Decisión de tipos de la Fed: caminando por la cuerda floja entre Oriente Medio y la volatilidad de la inflación
La incertidumbre macro-geopolítica condiciona el rumbo de la Fed
La Reserva Federal afronta su próxima reunión de política monetaria en un entorno enormemente complejo, impulsado principalmente por la renovada turbulencia geopolítica. Aunque Estados Unidos e Irán habían alcanzado previamente un entendimiento provisional, las hostilidades se han reavivado en los últimos días.
Ambas partes han reanudado los ataques militares y el bloqueo del estrecho de Ormuz, lo que vuelve a reducir los volúmenes de tránsito. Al mismo tiempo, están surgiendo riesgos en el mar Rojo, otro corredor crucial para el tránsito de crudo, ya que los hutíes han amenazado con bloquear el transporte marítimo en la región [1]. Tras un pronunciado descenso desde el máximo posterior a la guerra, los precios del petróleo vuelven a subir, ya que las nuevas interrupciones en el tránsito tensionan el mercado global, amenazando con reavivar la inflación de costes.
Sin embargo, la geopolítica es solo una parte de la ecuación, ya que los cambios agresivos en la política comercial añaden más fricción.
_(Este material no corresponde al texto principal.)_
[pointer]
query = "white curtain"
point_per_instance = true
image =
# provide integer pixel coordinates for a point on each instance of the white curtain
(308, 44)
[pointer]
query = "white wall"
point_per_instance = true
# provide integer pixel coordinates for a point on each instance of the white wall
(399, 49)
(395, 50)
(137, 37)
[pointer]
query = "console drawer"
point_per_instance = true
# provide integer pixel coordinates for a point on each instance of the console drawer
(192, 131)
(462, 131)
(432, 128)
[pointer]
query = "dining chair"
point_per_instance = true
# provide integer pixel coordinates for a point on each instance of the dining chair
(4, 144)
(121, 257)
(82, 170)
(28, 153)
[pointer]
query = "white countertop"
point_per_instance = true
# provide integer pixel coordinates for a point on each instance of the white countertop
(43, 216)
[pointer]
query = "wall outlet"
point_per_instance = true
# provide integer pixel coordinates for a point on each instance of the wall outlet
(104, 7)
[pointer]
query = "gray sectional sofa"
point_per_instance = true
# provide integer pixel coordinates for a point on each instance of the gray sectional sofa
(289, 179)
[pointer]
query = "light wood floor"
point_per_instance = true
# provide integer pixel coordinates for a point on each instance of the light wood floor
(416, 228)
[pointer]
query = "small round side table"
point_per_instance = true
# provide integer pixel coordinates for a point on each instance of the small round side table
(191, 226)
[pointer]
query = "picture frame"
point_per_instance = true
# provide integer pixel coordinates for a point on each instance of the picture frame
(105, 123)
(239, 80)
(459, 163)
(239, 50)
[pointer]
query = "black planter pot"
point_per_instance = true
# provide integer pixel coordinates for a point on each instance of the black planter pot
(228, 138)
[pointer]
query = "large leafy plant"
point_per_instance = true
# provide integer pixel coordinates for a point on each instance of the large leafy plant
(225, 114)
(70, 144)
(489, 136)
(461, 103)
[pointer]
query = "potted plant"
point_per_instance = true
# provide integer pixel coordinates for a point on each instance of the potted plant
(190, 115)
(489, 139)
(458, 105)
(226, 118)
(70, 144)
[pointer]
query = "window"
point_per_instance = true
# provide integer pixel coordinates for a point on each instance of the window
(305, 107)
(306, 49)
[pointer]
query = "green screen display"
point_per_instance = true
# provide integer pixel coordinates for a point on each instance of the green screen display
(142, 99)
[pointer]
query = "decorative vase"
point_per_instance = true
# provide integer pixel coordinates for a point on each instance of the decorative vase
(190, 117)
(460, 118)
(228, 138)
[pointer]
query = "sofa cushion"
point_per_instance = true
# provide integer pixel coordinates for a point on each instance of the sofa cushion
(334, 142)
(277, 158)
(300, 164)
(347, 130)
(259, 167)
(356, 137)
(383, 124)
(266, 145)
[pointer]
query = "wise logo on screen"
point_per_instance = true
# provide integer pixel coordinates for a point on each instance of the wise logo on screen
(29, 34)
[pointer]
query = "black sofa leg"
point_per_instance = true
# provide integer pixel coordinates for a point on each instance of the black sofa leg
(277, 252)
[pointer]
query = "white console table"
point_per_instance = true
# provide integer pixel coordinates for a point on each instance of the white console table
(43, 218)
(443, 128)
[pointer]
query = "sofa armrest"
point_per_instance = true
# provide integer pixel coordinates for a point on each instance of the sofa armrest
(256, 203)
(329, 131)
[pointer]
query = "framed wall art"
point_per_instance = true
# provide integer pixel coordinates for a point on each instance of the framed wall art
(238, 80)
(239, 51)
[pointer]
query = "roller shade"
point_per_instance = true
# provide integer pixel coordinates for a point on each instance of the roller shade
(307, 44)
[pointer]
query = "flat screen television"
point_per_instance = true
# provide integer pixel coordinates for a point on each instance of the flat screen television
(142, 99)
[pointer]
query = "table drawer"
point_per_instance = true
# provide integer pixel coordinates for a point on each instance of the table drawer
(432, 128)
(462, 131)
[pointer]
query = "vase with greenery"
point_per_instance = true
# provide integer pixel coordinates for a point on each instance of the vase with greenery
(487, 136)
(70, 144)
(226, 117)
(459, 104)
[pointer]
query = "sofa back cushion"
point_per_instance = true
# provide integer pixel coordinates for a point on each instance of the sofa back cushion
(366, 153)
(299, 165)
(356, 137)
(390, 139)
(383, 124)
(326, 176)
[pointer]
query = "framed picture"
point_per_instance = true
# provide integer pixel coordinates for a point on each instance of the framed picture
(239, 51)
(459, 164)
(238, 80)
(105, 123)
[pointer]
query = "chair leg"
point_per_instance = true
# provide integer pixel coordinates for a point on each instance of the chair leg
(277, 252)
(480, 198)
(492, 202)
Con la expiración del gravamen global temporal del 10%, promulgado tras la anulación de los aranceles IEEPA por parte del Tribunal Supremo [2], la administración ha pasado a aplicar medidas específicas. Tras negarse a renovar el acuerdo USMCA con México y Canadá [3], impuso nuevos aranceles sobre productos concretos procedentes de su vecino del norte. Además, el Representante Comercial de EE. UU. ha propuesto amplios gravámenes bajo la Sección 301 [4], al tiempo que declaró a CNBC que espera medidas pronto. [5]
En el plano interno, la economía estadounidense se mantiene resiliente. El crecimiento sigue respaldado por el continuo desarrollo de la infraestructura de IA, el elevado gasto de capital en centros de datos y el efecto riqueza generado por el persistente repunte de Wall Street. Sin embargo, esta misma expansión impulsada por la tecnología es un arma de doble filo, ya que genera demanda localizada y presiones sobre los componentes en las fases iniciales de la cadena de suministro que agravan la inflación. Además, una clara bifurcación en el gasto, en la que los hogares con menores ingresos se ven más perjudicados, añade complicaciones para los responsables de la política.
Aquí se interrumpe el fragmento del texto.